What to do? Bring on the chemicals! But first, you have to scrape off the scales (always entertaining in case of a lull in the conversation at dinner parties) so that the insecticides can penetrate the skin to get to the little monsters. Since it takes, unsurprisingly, insecticides to kill insects, this causes quite a problem for faux environmental groups like the Natural Resources Defense Council (NRDC), which hates both chemicals and pesticides. In fact, malathion, a commonly-used agricultural pesticide that is used to treat scabies, prompted the non-scientists at the NRDC to claim "Two pesticides, chlorpyrifos, and malathion, 'jeopardized the continued existence' of more than 1,200 endangered plants and animals."
But, pay no attention to the poly-sci majors and lawyers behind the curtain. The very wealthy but scientifically clueless NRDC equated the pesticide chlorpyrifos with Sarin, a deadly nerve gas developed by the Nazis, a fake scare that was so wrong that I decided to chew them a new organic a####e.
Disease #3 - Cyclic Vomiting Syndrome
It doesn't take a lively imagination to envision what this doozy of an affliction involves.
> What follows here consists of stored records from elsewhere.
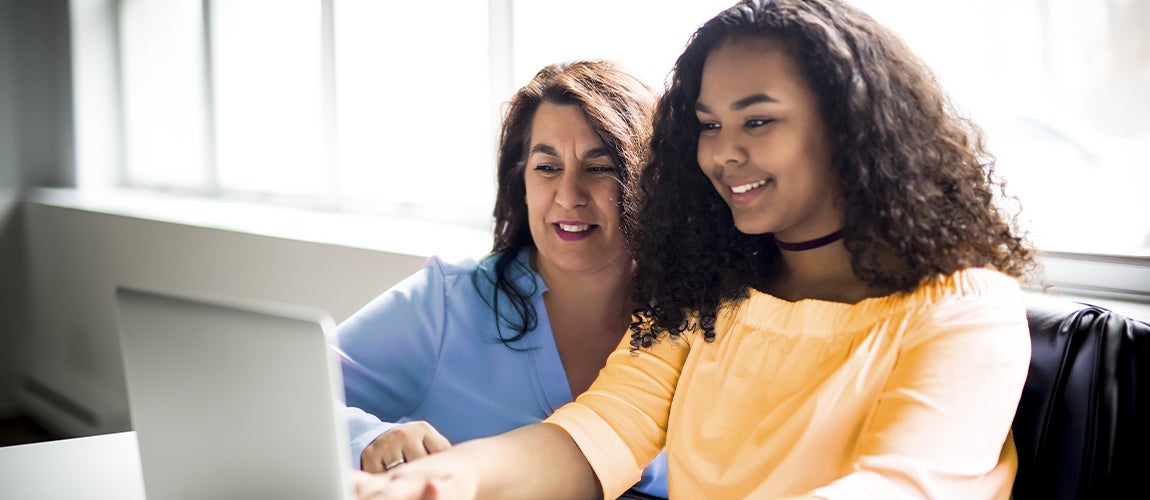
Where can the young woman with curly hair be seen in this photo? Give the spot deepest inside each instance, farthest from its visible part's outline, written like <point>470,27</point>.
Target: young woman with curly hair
<point>829,297</point>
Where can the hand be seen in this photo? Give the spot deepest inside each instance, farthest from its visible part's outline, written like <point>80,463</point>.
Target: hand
<point>403,444</point>
<point>429,479</point>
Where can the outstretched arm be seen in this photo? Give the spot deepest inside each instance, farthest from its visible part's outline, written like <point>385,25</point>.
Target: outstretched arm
<point>530,462</point>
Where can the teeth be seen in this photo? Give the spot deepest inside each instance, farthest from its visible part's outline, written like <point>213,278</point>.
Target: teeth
<point>745,187</point>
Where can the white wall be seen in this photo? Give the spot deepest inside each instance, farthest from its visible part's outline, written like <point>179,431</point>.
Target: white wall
<point>76,259</point>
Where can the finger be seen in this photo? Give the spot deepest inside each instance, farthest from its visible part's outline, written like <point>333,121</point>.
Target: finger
<point>393,463</point>
<point>435,443</point>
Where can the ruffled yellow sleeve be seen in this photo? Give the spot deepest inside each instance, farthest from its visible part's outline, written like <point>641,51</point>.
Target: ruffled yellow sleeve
<point>620,423</point>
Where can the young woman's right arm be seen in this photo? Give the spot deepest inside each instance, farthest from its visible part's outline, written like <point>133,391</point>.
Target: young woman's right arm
<point>530,462</point>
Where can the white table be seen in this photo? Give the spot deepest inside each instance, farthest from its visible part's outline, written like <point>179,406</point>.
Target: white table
<point>96,467</point>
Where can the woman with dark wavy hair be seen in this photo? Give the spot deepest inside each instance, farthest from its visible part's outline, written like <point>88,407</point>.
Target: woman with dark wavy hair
<point>828,295</point>
<point>466,350</point>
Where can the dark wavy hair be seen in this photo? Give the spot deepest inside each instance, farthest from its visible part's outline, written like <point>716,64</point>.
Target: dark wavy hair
<point>616,105</point>
<point>918,184</point>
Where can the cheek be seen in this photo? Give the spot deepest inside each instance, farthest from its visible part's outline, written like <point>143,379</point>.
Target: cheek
<point>606,199</point>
Cyclic vomiting syndrome (CVS) is just about as bad as it gets.
"Episodes of excessive vomiting may last for hours or days and will usually weaken your body to the point where nearly any activity – besides puking – is impossible. Eventually, though, it will just go away, and you'll be perfectly functional for several weeks or months. Until the next time."
The Mayo Clinic calls the syndrome "idiopathic," which, as DiClaudio explains, means "nobody knows why you're sick, you just are." Fortunately, some drugs can be useful in controlling CVS. Antiemetic drugs, including Zofran (ondansetron), which was designed to control nausea and vomiting from chemotherapy, are effective, as are acid blockers like Pepcid. Interestingly, a class of migraine drugs called triptans have been shown to reduce or even eliminate episodes of CVS. These drugs act by binding to two different serotonin receptors, suggesting that CVS is a disorder of the central nervous system disease, not the stomach.
"Diagnosis of cyclic vomiting syndrome is difficult since it is often confused with other gastrointestinal problems such as pledging a fraternity"
These three maladies only scratch the surface (there's a joke in there) of DiClaudio's book. As horrendous as these three are, there's stuff in there that's worse. Finally, the book makes a great bathroom read, especially since there's a chapter on Chronic Idiopathic Diarrhea.
(1) There is another metabolic pathway for eliminating trimethylamine called oxidative dealkylation, but it does not perform well enough to get you a girlfriend.